It is not a diktat, it is a proposal - and the aim is to kick-start existing EU plans to boost the bloc's economy.
In a nutshell, that is the message that came out of the three-way summit that brought together the British, French and German leaders plus several of their ministers.
The gathering was strongly criticised by some other EU member states, in particular the Italians and the Spanish.
The three leaders insist they are working to boost the EU as a whole
There was talk of a new "directoire", made up of the EU's three strongest economies, aiming to impose its will on the rest.
But the three leaders insisted this was not the case.
"If we can come to clear agreement to make our economies work better for the future, that's good for our three countries but also for Europe," said Britain's Prime Minister Tony Blair.

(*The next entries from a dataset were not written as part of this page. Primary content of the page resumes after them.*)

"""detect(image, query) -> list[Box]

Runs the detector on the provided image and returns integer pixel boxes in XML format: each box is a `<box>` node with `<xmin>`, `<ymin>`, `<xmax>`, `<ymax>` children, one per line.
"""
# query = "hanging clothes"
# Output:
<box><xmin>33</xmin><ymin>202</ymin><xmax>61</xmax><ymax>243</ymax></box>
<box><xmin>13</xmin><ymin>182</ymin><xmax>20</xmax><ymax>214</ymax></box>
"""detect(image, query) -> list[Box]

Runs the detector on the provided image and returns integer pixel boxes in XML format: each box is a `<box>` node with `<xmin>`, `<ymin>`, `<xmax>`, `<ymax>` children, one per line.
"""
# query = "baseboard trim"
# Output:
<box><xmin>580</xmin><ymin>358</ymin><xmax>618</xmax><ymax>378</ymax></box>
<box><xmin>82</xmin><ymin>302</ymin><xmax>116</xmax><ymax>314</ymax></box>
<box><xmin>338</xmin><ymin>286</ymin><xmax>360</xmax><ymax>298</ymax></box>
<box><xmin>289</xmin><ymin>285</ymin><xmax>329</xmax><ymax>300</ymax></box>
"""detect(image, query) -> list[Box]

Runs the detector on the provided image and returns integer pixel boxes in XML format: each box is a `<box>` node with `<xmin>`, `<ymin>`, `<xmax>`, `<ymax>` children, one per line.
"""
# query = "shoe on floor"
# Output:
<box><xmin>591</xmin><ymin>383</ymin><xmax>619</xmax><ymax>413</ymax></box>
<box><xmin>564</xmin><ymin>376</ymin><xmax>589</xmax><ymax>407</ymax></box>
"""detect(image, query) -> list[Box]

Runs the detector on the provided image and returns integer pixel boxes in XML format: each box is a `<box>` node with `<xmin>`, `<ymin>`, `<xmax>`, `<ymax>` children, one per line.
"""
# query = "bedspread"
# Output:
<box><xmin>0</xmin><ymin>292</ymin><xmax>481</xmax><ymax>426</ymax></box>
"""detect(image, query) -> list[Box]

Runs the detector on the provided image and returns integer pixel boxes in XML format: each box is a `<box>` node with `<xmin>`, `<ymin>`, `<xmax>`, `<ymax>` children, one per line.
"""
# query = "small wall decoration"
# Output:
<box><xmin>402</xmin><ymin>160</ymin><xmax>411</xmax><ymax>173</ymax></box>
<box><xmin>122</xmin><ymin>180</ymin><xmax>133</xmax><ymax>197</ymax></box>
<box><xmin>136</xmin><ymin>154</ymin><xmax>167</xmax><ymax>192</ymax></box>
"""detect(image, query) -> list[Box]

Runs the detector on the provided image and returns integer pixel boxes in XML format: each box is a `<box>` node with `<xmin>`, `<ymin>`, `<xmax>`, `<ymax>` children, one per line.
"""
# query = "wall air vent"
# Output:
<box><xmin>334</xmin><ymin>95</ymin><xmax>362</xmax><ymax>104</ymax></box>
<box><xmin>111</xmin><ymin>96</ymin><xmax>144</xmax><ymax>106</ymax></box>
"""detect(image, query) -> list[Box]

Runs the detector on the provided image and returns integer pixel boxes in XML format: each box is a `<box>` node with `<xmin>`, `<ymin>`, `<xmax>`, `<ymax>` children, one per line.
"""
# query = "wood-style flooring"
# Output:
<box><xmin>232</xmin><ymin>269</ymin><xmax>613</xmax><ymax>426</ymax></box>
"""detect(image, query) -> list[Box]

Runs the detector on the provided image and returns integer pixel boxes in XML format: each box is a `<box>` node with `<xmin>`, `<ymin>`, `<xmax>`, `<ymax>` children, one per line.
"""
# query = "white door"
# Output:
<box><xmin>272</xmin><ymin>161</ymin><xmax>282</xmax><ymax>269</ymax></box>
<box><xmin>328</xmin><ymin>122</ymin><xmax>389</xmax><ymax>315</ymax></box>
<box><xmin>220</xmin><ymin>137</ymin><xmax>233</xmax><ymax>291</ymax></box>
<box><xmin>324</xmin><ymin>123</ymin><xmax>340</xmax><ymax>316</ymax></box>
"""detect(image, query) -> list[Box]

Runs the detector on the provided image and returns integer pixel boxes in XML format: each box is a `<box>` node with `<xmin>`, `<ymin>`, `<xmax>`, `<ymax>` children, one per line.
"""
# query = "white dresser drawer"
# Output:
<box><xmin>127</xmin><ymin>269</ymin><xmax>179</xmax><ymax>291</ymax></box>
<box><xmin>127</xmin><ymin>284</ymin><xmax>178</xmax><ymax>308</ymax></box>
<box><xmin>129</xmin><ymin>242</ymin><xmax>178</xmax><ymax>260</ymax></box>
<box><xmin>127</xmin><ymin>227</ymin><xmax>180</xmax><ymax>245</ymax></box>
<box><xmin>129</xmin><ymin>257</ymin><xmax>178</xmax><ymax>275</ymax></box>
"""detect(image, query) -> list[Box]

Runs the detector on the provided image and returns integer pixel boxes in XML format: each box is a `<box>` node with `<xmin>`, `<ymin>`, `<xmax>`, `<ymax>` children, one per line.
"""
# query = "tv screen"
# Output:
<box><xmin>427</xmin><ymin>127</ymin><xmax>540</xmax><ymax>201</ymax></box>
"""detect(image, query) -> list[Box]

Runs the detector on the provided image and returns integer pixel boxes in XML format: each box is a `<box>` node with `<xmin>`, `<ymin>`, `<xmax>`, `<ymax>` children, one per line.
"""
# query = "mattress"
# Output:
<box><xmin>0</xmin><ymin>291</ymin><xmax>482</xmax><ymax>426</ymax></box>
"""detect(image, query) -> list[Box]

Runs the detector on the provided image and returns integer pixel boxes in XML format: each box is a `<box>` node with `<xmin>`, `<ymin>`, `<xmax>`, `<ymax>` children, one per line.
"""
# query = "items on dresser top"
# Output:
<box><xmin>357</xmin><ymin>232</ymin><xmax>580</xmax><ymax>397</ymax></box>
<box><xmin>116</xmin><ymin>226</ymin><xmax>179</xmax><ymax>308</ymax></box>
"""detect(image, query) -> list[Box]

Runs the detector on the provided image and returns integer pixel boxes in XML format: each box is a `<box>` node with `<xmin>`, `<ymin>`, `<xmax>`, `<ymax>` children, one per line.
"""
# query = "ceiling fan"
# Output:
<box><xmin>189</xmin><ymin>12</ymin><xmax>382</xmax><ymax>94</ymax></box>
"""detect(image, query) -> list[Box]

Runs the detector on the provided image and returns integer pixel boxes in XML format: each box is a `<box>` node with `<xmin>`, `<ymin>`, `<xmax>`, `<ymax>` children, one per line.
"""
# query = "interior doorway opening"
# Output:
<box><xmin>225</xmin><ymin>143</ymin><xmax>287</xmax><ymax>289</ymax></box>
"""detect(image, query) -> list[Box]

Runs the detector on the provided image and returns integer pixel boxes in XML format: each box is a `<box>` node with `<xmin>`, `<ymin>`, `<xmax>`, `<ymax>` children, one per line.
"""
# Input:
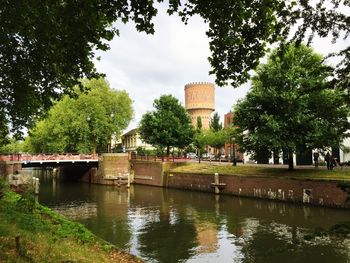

"There shouldn't be any sensitivity about this, or sense of exclusivity. People will work in different formats. The French-German relationship will continue to be immensely strong - and I happen to think that's good for Europe too."
The three leaders then signed a letter to the Irish presidency of the EU, outlining their view of how to push forward the so-called Lisbon process - aimed at making Europe the most competitive world economy by the end of the decade.
The letter underlines research and development as a key area, along with a call to reduce bureaucracy "placed in the way of Europe's entrepreneurial potential."
"The regulatory framework, at European and member state level, must promote and not inhibit enterprise," it says.
The letter also calls for the creation of a new vice president of the European Commission responsible for economic policy:
"This person would push ahead with the Lisbon Agenda and co-ordinate the work of Commissioners whose portfolios are particularly important for its realisation.
"The Vice President should have a voice in all decisions on EU projects which impact on targets of the Lisbon Agenda."
There was no word on who this person should be. But much of the speculation is focused on Guenther Verheugen, the German commissioner currently in charge of EU enlargement.
The appointment will be made in November this year.
Given the frosty reception that the idea of this summit received from other EU member states, the three leaders may now face a tough job persuading their colleagues to adopt their proposals.
But the German Chancellor, Gerhard Schroeder, took an optimistic line, referring to earlier plans to give Europe its own military planning staff.
"We met in September last year and made important impulses for European security policy, which were then unanimously approved by the European Council," he said.
"The discussion we've had now also concerns all European countries...what we're doing is aimed against no-one. So we are hopeful that it will be understood also by those who were critical to begin with."